Mr Braithwaite chaired and took part in the meeting. It was alleged, both during the meeting and afterwards, that Mr Braithwaite had a pecuniary interest in the matter because of his finance company's role as an underwriter of the project.

Mr Braithwaite denied the allegation.

Under the Local Authorities (Members' Interests) Act 1968, it is an offence for a member of a local authority to vote or take part in discussion of any matter before the authority where the member has, directly or indirectly, a pecuniary interest other than one in common with the public.
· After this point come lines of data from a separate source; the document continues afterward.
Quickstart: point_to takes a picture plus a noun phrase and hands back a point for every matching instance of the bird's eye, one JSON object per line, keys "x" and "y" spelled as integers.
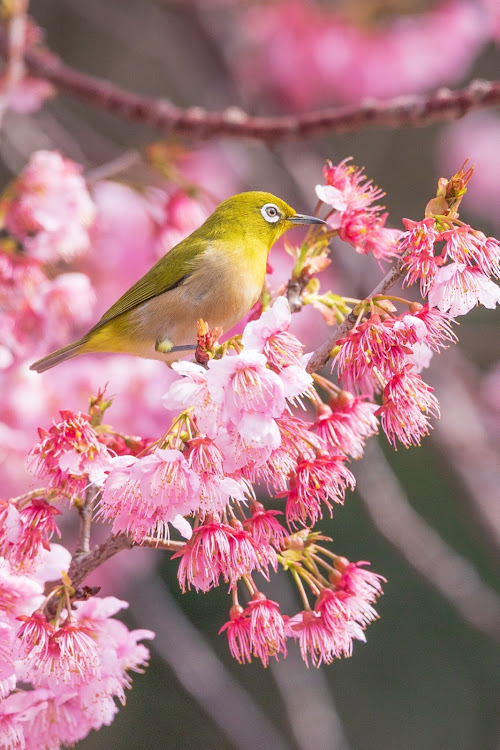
{"x": 271, "y": 213}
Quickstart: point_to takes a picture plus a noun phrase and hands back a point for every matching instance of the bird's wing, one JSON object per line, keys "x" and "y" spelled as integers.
{"x": 169, "y": 272}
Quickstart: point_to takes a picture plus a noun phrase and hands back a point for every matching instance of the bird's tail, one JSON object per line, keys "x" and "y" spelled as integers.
{"x": 51, "y": 360}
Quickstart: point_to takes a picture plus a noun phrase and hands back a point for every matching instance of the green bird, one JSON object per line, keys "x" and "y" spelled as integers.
{"x": 217, "y": 273}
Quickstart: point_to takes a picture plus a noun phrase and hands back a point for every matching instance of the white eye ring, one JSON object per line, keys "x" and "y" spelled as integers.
{"x": 271, "y": 213}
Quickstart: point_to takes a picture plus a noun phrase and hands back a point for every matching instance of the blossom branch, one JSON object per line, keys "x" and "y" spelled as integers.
{"x": 85, "y": 510}
{"x": 452, "y": 575}
{"x": 196, "y": 122}
{"x": 321, "y": 355}
{"x": 82, "y": 566}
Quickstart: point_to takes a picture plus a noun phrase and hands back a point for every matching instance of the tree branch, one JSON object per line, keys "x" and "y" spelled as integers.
{"x": 195, "y": 122}
{"x": 451, "y": 574}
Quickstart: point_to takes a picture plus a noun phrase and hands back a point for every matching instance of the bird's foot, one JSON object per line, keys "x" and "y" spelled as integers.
{"x": 166, "y": 346}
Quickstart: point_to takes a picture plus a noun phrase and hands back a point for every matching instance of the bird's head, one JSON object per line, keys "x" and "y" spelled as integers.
{"x": 258, "y": 214}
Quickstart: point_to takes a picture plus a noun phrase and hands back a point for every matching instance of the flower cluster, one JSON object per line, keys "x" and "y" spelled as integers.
{"x": 60, "y": 672}
{"x": 351, "y": 196}
{"x": 240, "y": 430}
{"x": 48, "y": 209}
{"x": 48, "y": 213}
{"x": 384, "y": 354}
{"x": 70, "y": 455}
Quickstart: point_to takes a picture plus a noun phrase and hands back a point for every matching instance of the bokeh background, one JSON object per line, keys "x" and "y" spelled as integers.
{"x": 427, "y": 518}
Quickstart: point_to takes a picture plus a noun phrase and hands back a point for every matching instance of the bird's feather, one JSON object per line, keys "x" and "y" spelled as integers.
{"x": 166, "y": 274}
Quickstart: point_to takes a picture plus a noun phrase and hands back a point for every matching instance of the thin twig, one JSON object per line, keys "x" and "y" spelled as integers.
{"x": 451, "y": 574}
{"x": 196, "y": 122}
{"x": 85, "y": 510}
{"x": 82, "y": 566}
{"x": 321, "y": 355}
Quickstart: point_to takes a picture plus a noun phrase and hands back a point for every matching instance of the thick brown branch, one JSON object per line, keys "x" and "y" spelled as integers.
{"x": 196, "y": 122}
{"x": 321, "y": 355}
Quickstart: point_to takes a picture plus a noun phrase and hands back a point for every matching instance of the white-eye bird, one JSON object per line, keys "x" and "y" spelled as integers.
{"x": 217, "y": 273}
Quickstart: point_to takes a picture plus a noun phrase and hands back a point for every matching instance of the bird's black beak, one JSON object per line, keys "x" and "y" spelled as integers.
{"x": 303, "y": 219}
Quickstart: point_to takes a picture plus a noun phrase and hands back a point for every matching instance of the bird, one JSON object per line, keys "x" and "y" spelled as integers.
{"x": 217, "y": 274}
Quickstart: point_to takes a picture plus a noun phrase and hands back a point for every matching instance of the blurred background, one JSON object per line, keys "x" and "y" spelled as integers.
{"x": 426, "y": 518}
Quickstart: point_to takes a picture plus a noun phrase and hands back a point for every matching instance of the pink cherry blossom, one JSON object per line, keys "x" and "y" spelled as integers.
{"x": 238, "y": 635}
{"x": 371, "y": 346}
{"x": 316, "y": 639}
{"x": 269, "y": 335}
{"x": 317, "y": 481}
{"x": 357, "y": 589}
{"x": 407, "y": 404}
{"x": 267, "y": 628}
{"x": 216, "y": 550}
{"x": 346, "y": 423}
{"x": 182, "y": 215}
{"x": 26, "y": 531}
{"x": 458, "y": 288}
{"x": 144, "y": 495}
{"x": 70, "y": 455}
{"x": 420, "y": 261}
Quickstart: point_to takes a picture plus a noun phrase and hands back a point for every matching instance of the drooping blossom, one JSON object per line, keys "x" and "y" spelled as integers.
{"x": 249, "y": 394}
{"x": 458, "y": 288}
{"x": 143, "y": 495}
{"x": 265, "y": 527}
{"x": 407, "y": 404}
{"x": 316, "y": 639}
{"x": 465, "y": 246}
{"x": 421, "y": 262}
{"x": 370, "y": 348}
{"x": 26, "y": 531}
{"x": 270, "y": 336}
{"x": 358, "y": 221}
{"x": 346, "y": 423}
{"x": 317, "y": 481}
{"x": 49, "y": 209}
{"x": 237, "y": 629}
{"x": 214, "y": 550}
{"x": 267, "y": 628}
{"x": 358, "y": 588}
{"x": 69, "y": 455}
{"x": 182, "y": 214}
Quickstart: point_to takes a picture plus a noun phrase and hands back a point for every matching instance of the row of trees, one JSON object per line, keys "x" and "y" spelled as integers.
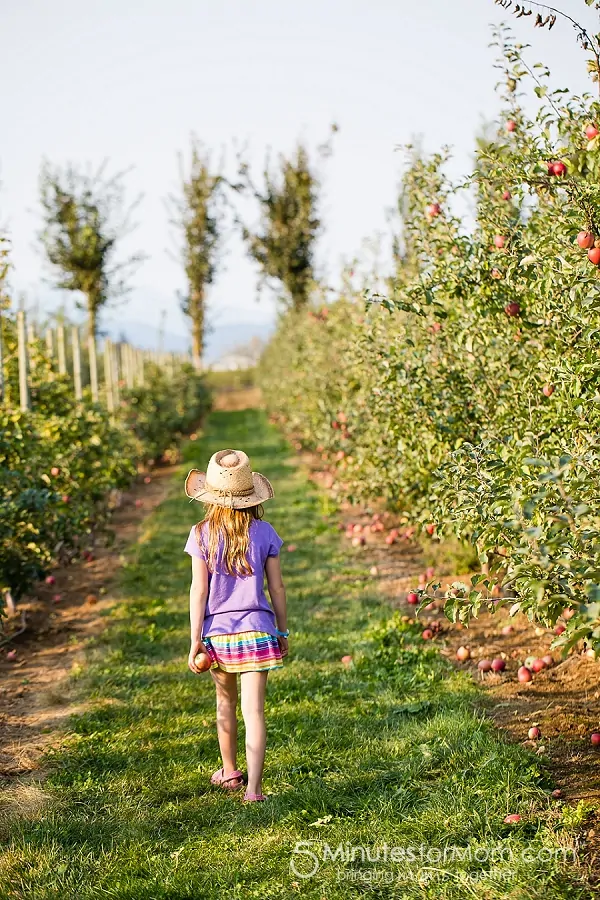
{"x": 467, "y": 398}
{"x": 87, "y": 215}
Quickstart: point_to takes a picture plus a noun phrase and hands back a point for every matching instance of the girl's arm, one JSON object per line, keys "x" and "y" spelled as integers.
{"x": 198, "y": 597}
{"x": 278, "y": 597}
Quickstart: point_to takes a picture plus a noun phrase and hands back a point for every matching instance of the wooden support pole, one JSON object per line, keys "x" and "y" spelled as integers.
{"x": 110, "y": 402}
{"x": 93, "y": 367}
{"x": 116, "y": 376}
{"x": 76, "y": 349}
{"x": 62, "y": 356}
{"x": 2, "y": 388}
{"x": 22, "y": 351}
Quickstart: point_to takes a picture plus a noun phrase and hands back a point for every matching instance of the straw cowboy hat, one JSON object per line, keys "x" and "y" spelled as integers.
{"x": 229, "y": 481}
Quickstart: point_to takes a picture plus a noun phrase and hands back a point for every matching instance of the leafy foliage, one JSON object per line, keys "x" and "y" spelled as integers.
{"x": 61, "y": 463}
{"x": 283, "y": 244}
{"x": 85, "y": 217}
{"x": 468, "y": 398}
{"x": 198, "y": 217}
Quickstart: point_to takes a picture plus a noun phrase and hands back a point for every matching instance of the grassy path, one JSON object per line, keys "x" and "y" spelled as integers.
{"x": 387, "y": 752}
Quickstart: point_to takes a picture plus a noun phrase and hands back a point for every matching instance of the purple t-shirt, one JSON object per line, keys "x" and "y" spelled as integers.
{"x": 238, "y": 602}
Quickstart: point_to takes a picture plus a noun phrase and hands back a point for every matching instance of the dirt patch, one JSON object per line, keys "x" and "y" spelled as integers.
{"x": 35, "y": 700}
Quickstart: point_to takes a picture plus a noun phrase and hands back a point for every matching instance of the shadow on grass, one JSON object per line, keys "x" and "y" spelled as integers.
{"x": 134, "y": 814}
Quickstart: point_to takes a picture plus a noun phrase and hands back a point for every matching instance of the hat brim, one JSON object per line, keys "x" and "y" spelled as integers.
{"x": 195, "y": 489}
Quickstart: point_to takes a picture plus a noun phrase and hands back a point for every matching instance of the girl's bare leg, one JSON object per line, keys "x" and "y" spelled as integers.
{"x": 226, "y": 685}
{"x": 254, "y": 686}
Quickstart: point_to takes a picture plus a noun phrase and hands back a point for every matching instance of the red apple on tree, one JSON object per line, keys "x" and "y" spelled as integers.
{"x": 585, "y": 239}
{"x": 594, "y": 255}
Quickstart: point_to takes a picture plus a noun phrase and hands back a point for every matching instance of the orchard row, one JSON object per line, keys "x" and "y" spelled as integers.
{"x": 64, "y": 463}
{"x": 466, "y": 398}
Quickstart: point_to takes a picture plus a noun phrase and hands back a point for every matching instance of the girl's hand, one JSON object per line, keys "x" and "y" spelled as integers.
{"x": 195, "y": 648}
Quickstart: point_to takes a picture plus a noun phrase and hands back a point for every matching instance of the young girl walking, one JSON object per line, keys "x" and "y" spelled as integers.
{"x": 232, "y": 550}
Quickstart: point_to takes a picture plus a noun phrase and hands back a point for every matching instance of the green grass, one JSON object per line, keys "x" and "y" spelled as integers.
{"x": 389, "y": 751}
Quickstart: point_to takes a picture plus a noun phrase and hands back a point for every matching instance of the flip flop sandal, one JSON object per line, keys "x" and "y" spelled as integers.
{"x": 231, "y": 783}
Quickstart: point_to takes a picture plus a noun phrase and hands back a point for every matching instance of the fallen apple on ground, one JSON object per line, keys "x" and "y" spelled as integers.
{"x": 524, "y": 675}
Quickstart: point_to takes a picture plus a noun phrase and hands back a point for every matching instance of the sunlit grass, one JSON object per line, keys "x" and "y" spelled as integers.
{"x": 388, "y": 751}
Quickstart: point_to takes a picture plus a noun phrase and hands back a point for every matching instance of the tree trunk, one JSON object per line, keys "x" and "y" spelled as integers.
{"x": 91, "y": 317}
{"x": 197, "y": 316}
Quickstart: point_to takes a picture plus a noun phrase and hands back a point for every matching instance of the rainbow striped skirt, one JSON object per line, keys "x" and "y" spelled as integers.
{"x": 246, "y": 651}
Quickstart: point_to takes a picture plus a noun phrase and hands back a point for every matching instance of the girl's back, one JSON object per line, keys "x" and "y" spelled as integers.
{"x": 237, "y": 602}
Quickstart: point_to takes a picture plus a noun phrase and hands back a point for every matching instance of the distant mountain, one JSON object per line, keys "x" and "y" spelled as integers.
{"x": 219, "y": 341}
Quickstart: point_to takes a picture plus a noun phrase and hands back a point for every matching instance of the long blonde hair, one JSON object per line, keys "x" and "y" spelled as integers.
{"x": 233, "y": 526}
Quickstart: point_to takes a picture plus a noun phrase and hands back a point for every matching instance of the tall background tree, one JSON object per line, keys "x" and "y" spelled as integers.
{"x": 86, "y": 216}
{"x": 283, "y": 243}
{"x": 197, "y": 213}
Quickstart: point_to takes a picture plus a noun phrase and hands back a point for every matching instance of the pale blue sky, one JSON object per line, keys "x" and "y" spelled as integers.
{"x": 131, "y": 81}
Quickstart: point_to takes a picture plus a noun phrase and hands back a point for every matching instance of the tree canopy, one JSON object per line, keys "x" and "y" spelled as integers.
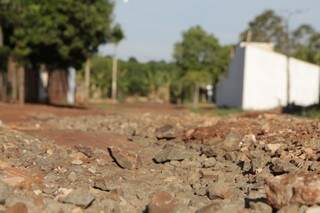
{"x": 302, "y": 42}
{"x": 58, "y": 33}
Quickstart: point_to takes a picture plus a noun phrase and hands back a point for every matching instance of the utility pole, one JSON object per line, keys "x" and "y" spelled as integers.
{"x": 114, "y": 75}
{"x": 289, "y": 15}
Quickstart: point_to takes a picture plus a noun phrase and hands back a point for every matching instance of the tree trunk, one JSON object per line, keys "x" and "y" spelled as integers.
{"x": 21, "y": 84}
{"x": 12, "y": 79}
{"x": 2, "y": 81}
{"x": 87, "y": 79}
{"x": 114, "y": 75}
{"x": 196, "y": 96}
{"x": 58, "y": 87}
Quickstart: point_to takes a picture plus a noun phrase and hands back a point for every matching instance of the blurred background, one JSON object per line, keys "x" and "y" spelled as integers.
{"x": 73, "y": 52}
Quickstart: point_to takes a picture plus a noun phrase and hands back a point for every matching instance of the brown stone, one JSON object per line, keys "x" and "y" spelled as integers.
{"x": 162, "y": 202}
{"x": 125, "y": 159}
{"x": 301, "y": 188}
{"x": 18, "y": 208}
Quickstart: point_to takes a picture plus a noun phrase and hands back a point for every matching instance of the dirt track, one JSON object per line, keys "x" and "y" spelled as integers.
{"x": 155, "y": 158}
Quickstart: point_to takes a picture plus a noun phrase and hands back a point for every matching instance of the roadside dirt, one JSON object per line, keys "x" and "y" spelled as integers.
{"x": 156, "y": 158}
The Audit Office has sole responsibility for investigating and, if it considers the circumstances warrant it, instituting proceedings for an offence under the Act.

In the Auditor-General's opinion, it is clear that Mr Braithwaite had a broad financial interest in the redevelopment project. That interest arose from the fact that his finance company had underwritten the Trust's ability to meet certain costs of the main construction contract. Any significant fundraising proposal had the potential to reduce the risk of the underwriting liability being realised.

However, having taken legal advice, the Auditor-General is not satisfied that the evidence shows with sufficient certainty that Mr Braithwaite committed an offence by not declaring an interest in the Genesis matter at the 19 February 2002 meeting. The proposal clearly had the potential to result in funds being made available to the Trust, which could have reduced the financial risk to the underwriters. However, such a result was far from certain at that stage, and was contingent on a number of future decisions by the Council and other parties, including the WEL Energy Trust.

For this reason, although the Auditor-General takes the view that Mr Braithwaite was unwise not to have declared an interest and withdrawn from the meeting, the evidence does not in his view justify the matter being referred to a Court by way of criminal prosecution.

The Auditor-General intends to report the opinions set out in this statement to the Council, but will take no other action on the complaint.